UNESCO warns that Venice is an at-risk heritage site

Climate change in Venice

 VENICE - - UNESCO has implored “Put Venice on the list of heritages at risk” as climate change and mass tourism threaten it.

 Venice could be included by UNESCO in the list of endangered sites. This was proposed by experts from the same UN organisation ahead of the 21-member meeting of the World Heritage Committee. 

 The lagoon city was declared a World Heritage Site in 1987. 

 The newspapers Repubblica and Le Figaro revealed the details of this when they published a UNESCO document. At the centre of the experts' concerns, including those of ICOMOS (the International Council for Monuments and Sites), are the management of mass tourism, urban development initiated without an impact study, motorised boats within the lagoon, and the lagoon's environmental problems. 

 UNESCO’s document speaks of possible “irreversible damage” due to “the effects of continuous deterioration,” according to Repubblica, “due to human intervention, including continuous urban development, the impacts of climate change and mass tourism.”

 As early as 2021, UNESCO experts had proposed declaring the lagoon city endangered, which Italy had avoided by banning the entry of large cruise ships into the basin and canal of San Marco and the Giudecca Canal.

 According to Italian newspaper Il Fatto Quotidiano, UNESCO recognises the work done by Italy to “better protect the lagoon,” but considers it insufficient. 

 For experts, “significant progress” still needs to be made. More generally, a “long-term strategy” is needed to avoid “irreversible changes” and “the loss of historical authenticity.” Experts also believe that certain urban development projects and uncontrolled tourist development endanger the integrity of the lagoon city.

 UNESCO does not plan, at least for now, to withdraw Venice from its list of 900 world heritage sites: the inclusion of an asset on the list of sites at risk should be a stimulus to act. 

 “UNESCO has responsibilities towards classified sites,” Le Figaro was told by the organisation's Paris office. 

 If the recommendation were to be approved, Italy would find itself on a list that includes 55 'endangered' sites in Iraq, Afghanistan, Libya, Lebanon, and Ukraine, all countries plagued by conflict or lack of resources. 
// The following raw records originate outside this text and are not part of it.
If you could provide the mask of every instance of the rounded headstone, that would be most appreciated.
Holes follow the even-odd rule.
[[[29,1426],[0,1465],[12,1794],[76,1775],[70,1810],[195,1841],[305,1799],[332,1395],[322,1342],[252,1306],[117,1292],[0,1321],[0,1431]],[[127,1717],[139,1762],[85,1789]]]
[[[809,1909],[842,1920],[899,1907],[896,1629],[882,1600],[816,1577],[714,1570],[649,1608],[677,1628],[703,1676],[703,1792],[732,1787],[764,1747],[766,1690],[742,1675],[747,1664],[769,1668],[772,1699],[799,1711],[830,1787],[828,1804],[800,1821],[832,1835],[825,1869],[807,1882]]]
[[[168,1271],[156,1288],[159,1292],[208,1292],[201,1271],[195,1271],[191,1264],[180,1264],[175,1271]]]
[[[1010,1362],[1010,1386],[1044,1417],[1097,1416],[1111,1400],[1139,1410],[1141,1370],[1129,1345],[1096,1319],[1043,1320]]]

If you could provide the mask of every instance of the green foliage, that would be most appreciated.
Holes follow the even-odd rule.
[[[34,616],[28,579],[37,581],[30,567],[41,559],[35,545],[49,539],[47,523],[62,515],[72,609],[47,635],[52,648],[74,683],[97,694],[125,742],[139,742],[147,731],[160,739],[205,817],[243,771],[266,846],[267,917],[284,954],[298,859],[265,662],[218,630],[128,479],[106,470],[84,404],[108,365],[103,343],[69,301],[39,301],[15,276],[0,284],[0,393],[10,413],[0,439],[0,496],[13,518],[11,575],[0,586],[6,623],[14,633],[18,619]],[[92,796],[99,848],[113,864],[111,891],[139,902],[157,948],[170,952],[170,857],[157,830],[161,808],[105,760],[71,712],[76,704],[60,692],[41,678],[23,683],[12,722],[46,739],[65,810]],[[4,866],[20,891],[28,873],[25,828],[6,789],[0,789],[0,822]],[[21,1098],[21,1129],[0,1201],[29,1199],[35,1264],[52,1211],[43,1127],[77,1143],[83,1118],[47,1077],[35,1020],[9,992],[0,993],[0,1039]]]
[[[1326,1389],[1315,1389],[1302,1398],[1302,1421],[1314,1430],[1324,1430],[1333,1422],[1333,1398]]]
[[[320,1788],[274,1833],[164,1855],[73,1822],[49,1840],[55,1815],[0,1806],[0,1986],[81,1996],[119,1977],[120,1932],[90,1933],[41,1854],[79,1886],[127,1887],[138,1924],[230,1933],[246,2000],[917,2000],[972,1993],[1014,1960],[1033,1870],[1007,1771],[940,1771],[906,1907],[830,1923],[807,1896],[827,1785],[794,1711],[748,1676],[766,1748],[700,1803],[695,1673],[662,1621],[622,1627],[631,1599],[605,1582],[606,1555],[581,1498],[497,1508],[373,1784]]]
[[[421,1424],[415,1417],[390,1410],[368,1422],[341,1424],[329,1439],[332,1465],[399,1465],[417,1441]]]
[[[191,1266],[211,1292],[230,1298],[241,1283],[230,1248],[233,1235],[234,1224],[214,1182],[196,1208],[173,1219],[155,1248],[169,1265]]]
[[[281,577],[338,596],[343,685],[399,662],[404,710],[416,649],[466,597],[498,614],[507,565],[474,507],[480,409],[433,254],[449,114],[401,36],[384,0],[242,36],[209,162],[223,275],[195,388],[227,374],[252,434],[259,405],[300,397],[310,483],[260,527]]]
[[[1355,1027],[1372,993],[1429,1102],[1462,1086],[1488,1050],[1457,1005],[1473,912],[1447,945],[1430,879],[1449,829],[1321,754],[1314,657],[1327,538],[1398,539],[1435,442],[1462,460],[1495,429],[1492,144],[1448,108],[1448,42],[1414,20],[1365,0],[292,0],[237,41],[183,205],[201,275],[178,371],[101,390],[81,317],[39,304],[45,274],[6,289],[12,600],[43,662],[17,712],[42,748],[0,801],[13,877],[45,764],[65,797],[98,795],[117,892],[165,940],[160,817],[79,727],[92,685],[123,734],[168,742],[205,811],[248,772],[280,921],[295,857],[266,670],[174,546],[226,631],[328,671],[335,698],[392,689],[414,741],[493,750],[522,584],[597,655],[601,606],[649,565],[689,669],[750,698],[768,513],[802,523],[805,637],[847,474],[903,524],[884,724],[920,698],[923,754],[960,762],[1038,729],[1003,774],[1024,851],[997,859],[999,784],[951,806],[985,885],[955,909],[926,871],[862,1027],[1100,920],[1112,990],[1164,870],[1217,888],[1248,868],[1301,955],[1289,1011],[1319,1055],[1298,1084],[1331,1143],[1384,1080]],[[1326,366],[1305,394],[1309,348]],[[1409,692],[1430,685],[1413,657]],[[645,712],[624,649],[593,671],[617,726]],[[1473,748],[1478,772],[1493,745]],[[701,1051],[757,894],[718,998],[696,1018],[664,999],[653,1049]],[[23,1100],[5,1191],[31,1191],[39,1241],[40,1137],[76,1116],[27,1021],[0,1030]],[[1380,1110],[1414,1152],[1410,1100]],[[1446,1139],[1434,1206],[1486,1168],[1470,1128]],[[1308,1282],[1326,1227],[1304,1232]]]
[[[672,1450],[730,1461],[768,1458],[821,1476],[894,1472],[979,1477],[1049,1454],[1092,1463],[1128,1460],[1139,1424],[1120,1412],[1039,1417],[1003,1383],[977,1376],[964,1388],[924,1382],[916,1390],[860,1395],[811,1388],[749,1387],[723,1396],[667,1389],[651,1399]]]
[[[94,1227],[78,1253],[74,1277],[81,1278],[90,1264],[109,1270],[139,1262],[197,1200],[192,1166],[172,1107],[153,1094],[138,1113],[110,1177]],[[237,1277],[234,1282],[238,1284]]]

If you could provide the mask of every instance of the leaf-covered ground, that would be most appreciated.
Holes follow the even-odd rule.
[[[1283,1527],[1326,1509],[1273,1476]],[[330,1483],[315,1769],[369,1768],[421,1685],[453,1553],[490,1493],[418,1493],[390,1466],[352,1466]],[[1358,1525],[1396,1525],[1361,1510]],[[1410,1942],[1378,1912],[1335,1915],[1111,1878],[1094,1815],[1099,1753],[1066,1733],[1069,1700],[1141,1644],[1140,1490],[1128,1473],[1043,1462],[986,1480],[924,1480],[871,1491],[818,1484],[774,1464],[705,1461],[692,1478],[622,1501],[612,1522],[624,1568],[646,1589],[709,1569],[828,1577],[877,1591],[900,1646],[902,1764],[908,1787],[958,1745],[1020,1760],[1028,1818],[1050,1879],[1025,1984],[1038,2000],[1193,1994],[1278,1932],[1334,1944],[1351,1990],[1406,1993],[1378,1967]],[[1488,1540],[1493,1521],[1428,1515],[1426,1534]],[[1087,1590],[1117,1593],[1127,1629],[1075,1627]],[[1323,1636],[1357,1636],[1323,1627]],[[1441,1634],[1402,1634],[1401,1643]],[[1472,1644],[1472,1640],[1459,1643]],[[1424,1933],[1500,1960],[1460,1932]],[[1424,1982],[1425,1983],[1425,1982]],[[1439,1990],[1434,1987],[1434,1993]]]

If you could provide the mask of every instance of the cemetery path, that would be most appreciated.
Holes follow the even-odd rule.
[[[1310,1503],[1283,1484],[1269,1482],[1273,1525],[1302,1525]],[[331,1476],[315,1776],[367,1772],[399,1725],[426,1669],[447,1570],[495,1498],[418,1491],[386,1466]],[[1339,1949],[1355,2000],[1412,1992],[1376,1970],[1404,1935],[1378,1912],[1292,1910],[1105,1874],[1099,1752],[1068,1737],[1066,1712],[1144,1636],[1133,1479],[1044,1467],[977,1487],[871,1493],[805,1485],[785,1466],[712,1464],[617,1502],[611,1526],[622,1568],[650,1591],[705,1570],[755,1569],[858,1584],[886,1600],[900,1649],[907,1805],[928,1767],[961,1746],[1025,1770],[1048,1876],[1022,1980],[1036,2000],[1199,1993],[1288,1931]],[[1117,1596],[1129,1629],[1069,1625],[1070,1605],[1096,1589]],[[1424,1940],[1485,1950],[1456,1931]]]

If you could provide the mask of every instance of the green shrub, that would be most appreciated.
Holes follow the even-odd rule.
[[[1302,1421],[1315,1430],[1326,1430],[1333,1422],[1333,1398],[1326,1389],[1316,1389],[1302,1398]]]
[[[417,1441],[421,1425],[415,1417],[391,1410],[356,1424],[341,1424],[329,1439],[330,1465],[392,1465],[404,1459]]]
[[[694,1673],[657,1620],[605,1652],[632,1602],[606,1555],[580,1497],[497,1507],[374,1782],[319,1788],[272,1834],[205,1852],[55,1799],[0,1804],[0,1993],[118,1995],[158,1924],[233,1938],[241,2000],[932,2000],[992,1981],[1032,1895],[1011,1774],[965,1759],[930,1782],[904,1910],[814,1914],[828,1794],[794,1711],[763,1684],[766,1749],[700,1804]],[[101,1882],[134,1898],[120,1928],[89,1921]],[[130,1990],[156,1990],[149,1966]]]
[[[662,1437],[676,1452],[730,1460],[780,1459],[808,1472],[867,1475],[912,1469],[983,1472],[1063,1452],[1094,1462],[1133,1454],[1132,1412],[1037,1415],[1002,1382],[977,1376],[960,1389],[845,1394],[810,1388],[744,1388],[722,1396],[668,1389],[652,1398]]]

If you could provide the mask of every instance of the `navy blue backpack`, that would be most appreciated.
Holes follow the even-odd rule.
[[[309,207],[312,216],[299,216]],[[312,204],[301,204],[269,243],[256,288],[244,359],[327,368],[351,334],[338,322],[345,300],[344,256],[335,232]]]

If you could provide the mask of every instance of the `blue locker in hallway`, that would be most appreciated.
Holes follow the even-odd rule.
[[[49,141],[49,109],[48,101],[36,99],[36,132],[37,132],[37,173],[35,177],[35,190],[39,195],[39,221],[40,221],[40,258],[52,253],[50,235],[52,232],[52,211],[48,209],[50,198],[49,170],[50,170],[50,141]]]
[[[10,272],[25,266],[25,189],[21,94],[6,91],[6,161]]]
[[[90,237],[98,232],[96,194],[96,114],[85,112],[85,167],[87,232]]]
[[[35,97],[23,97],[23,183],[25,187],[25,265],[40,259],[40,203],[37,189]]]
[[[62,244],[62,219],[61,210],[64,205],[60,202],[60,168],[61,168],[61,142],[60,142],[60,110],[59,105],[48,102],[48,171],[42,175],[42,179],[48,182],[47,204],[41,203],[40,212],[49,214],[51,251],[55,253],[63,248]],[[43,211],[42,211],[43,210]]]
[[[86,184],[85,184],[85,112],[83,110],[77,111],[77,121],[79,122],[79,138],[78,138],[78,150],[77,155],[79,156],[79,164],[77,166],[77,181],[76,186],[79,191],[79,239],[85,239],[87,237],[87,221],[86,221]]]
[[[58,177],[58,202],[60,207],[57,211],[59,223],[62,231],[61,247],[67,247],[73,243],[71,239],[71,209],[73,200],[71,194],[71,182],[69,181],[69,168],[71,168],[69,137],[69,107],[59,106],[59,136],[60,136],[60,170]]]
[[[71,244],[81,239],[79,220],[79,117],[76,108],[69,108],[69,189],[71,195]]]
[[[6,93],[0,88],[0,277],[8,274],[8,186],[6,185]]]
 If Venice were to be included on the list, notes the Paris newspaper, it would be "humiliating" for Italy, as it is for the other countries listed. 

 The committee that will vote on the recommendation will meet in Riyadh, Saudi Arabia, from September 10 to 25. 

 The case of Venice, which hosted the celebration of the 30th anniversary of the World Heritage Convention in 2002, is expected to create 'a shock wave' aimed at urging the authorities to act, is the hope at UNESCO headquarters according to Le Figaro.

 The Municipality of Venice has made it clear that it will “read the proposed decision carefully” and “will discuss it with the government, which is the state party with which UNESCO deals.”